Friday, November 24, 2017

Echeverri's Palace

For the past several years, I've spent a few summer weeks in the Lower East Side working on a festival for Clubbed Thumb theater company. Around the corner, at Avenue B and East 4th St., stands this distinctive building. I finally got around to drawing it this summer, and then discovered the great story behind it.

















































This Village Voice article by Jess McHugh from 2016 tells the story. The building is owned by Antonio Echeverri, a Colombian immigrant who worked numerous jobs including maintaining buildings and saved for 20 years before purchasing this property in 1992. It was dilapidated, infested with vermin and drug dealers, and close to being condemned. Echeverri rehabilitated the building himself. "Now it's a palace. It's a paradise," he says in the article. Echeverri repaints the facade every five years, and is continually working on the building. Even the tree encasements on the sidewalk are in this distinctive style. “Every mind is its own world. I like to see things that are different from my everyday surroundings. I don’t like plain brick.”
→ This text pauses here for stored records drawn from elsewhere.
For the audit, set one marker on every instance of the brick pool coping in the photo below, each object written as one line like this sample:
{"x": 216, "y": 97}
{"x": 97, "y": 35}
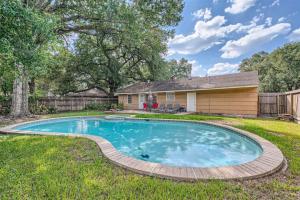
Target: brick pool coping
{"x": 269, "y": 162}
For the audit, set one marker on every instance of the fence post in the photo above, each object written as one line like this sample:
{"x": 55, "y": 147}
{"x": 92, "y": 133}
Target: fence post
{"x": 292, "y": 103}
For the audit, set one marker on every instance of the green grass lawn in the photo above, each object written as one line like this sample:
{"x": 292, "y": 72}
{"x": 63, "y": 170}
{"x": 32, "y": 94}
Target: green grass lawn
{"x": 48, "y": 167}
Not only did he do the renovation himself, but he even mixes the paint himself, and casts the concrete ornamental sculptures himself, as seen on the East 4th Street entrance.


















































This creative attention to detail extends to the interior, a bit of which you can see in that Voice article. I'd love to get a look inside someday. 

“It gives me joy to see that people come by to admire the building, especially the door,” Echeverri says. “The door has stars, the sun and moons on it. We’re all part of the same universe, and the door is where I capture mine.”